Felsnaptha had a mouth like a fishmonger's wife (but not knowing any fishmongers' wives, I can't verify that) or perhaps Tom Brady's grandma who I heard say some choice phrases on Super Bowl Sunday. Felsnaptha (fourth cousin, twice removed, I think on Zelda's mother's father's side, but that's a little fuzzy), whose real name was Ebenezra (I am not making this up...) was so nicknamed because she spent much of her younger days with a bar of soap in her mouth in the useless attempt to clean up her language. Nobody knew where she had learned those words, though I suspect Jon Crapper, the second-floor houseman had something to do with that, just to get even with the nanny (Bruce Twoshoes, of course nicknamed Goody) who told Felsnaptha's aunt that he had been trying on her wigs and...oh, never mind.

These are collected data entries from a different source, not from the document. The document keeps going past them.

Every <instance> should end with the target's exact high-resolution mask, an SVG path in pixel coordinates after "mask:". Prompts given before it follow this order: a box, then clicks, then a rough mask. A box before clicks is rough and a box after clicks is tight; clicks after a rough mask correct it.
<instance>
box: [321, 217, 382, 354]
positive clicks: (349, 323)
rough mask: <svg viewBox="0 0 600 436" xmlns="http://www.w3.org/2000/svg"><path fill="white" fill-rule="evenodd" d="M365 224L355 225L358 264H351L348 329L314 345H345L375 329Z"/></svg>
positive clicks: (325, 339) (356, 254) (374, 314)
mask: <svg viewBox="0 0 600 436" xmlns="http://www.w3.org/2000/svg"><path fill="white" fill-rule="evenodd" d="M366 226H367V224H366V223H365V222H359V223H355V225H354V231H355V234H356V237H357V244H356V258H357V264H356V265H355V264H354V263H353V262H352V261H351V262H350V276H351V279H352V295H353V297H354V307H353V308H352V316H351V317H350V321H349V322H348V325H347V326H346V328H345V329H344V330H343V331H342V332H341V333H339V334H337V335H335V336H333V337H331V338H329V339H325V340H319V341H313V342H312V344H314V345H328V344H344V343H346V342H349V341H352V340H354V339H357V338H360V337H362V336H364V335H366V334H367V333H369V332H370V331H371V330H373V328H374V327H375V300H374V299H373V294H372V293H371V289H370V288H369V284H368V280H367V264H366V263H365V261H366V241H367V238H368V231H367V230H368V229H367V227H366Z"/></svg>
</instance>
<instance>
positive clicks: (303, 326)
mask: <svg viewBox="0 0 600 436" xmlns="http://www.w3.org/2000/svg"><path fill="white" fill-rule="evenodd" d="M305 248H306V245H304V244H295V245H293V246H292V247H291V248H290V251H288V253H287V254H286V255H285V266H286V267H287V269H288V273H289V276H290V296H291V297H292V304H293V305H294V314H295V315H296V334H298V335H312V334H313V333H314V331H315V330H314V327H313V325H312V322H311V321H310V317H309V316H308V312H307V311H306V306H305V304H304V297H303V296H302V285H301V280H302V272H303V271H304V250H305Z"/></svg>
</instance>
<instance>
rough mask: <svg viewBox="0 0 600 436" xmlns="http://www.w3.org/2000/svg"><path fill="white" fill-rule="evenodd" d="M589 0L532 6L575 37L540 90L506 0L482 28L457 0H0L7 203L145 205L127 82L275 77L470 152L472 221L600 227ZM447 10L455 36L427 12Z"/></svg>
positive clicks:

Felsnaptha's mouth was a source of irritation to everyone around her, especially to the pharmacist Mr. Pillmaker. She would go into the pharmacy-slash-soda bar, wait until he was concentrating on mixing drugs for a special order (often a particularly volatile one that she had called in herself) and wait...wait...wait for it ..."$#$% ^&*( %%#@!!!" till poor Mr. Pillmaker would leap skyward and cling to the bars he had installed on the ceiling for this very purpose when Felsnaptha came of age. She'd proceed to laugh her BWAHAHAHA laugh until Mr. Pillmaker would drop exhausted from his branch, then go on to ridicule street children, cab drivers (who often responded with a "<>?$" of their own) and the humans at Watcherwalkin Pet Park...
Felsnaptha was well into maturity when she met her match, a mostly soft-spoken vet (animal doctor, not disengaged service personnel) who specialized in wild animals. She had actually gone to see him, thinking he was a doctor for humans, for a sore hoof...uh...foot. (They were quite clunky. It was hard to tell.) When he stroked the offending appendage, she let off a stream of expletives that would have made George Carlin blush. Well, young Dr. Halfpigeon took her under his wing (literally--you should have seen it! White, with feather-shaped fingers), amazed at her extensive vocabulary.
They instantly fell in love. He taught her how to reserve her language for the hyenas who laughed at it and the gorillas who mocked her and Felsnaptha found that she was quite the animal whisperer. She of course preferred to tutor parrots and toucans which wouldn't have bothered Dr. Halfpigeon quite as much if they hadn't been boarding an African blue for a preacher from Redneck, Kentucky and a cockatoo from Hewhospeaksfoulgetsslapped, Minnesota. It took months to re-educate the birds and of course by that time every six year old in the Land of a Thousand Lakes knew a thousand ways to call somebody a dirty name.
Dr. Halfpigeon and Felsnaptha have spent the last few years in Catchupwitchu, Peru where they teach the Mayan descendants how to speak English slang.
Their mission ends on December 21, 2012.